I most frequently resort to "my thoughts are with you," which is accurate, genuine, and concerned. Still, it seems much less elegant and even second-rate. I'm a guy who would not ever acknowledge that making an entreaty to a divine being could possibly create any sort of tangible result. And yet here I am offering my "thoughts" as a pittance, which I truly believe won't make any sort of direct tangible difference? It's not as if I am psychic or have psionic powers like telekinesis.

It just seems paltry next to those cool prayers that other people are able to give out, particularly if I'm hoping to give solace to someone who would believe in the power of prayer. That's not to say that I believe optimistic belief is completely useless. I think it can have an effect on mentality and psychology and thus extend to real-world change.

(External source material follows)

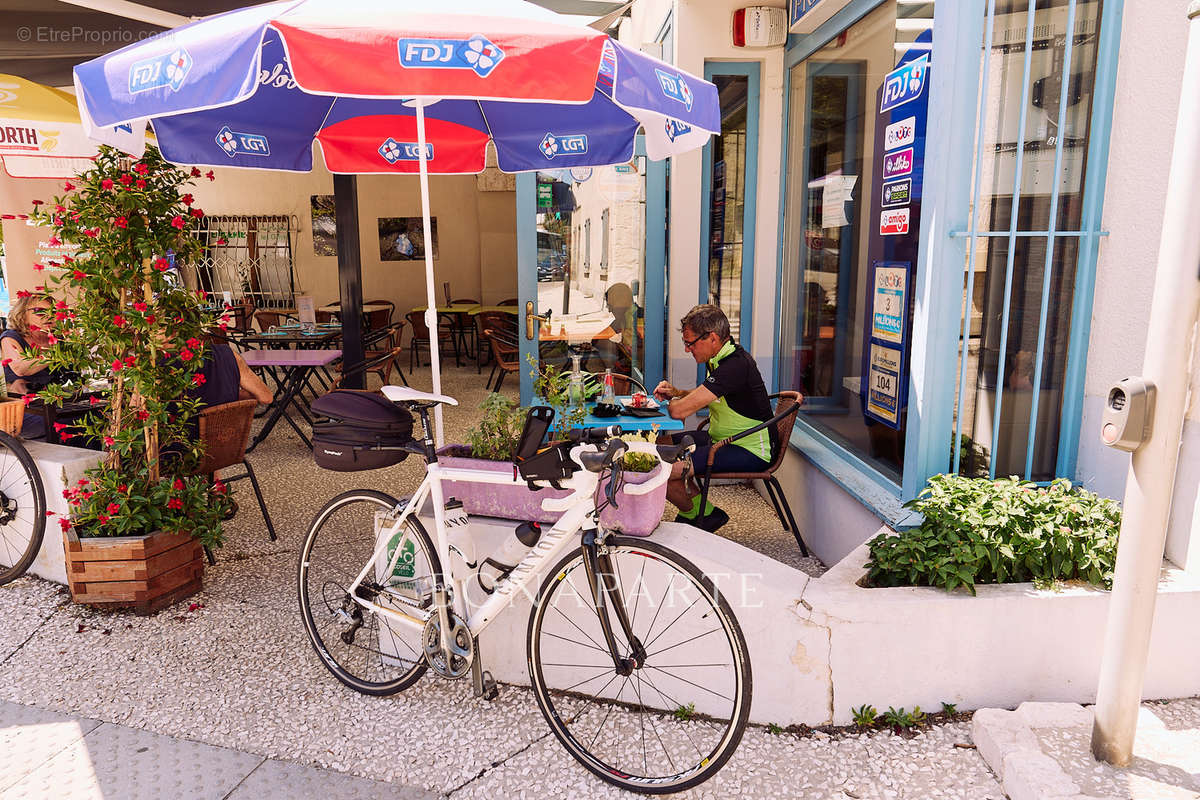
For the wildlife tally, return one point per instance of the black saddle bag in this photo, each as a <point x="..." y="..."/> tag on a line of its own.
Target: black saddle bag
<point x="358" y="431"/>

An atheist's lament, I suppose.

Posted by: DarthCorleone at October 15, 2010 4:55 PM

a lunar dessert.
---
Moon Pie!

Posted by: , at October 15, 2010 7:48 PM

I want to know: in which far-flung chamber of Hell do these individuals who even considered not compensating these men plan to inhabit? All for some dust and chunks in rock? Holy Sierre Madre, I just don't know about people sometimes. It's just utterly mailbox-brained to not consider that perhaps the entire world would take exception to such a brutal betrayal on top of so many pre-existing ones. And now the shameful coda to a story of trauma, in which the men are nigh on ravished by various media news outlets and 'human interest' whores, who feel not a twinge of compunction about flinging themselves wantonly at the survivors in service of 'the big get'. My overgrown cynical side remembers that the miners have already issued a plea for some privacy, and it thinks, 'Well, they're not going to get it until the people with the cameras and mics are good and ready to let that happen. Sorry, miners, this just isn't about you, so try to be more giving, okay?' It thinks about Sorkin, Stone and others (I'm sure), huh? Subtle as a field of daggers that walks, walks, walks. But then, I'm immediately shaken over my sense of superiority that's totally unearned, because everyone is alive. What comes next comes next: everyone's alive.

I had insomnia (shock) the night that the rock had been broken. There was a correspondant announcing that sirens would be sounded when that happened, and damn it all if I didn't sit there, heart racing, twitching involuntarily just a bit in anticipation. It just happened to be Thanksgiving weekend in Canada, so I was at my mother's place. For once, I had people around to awaken and for once, I exploded into a ball of mirth so I running around the place like a tweaking lab rat. So as crass as the coverage is, man, they got out and it's so, so beautiful.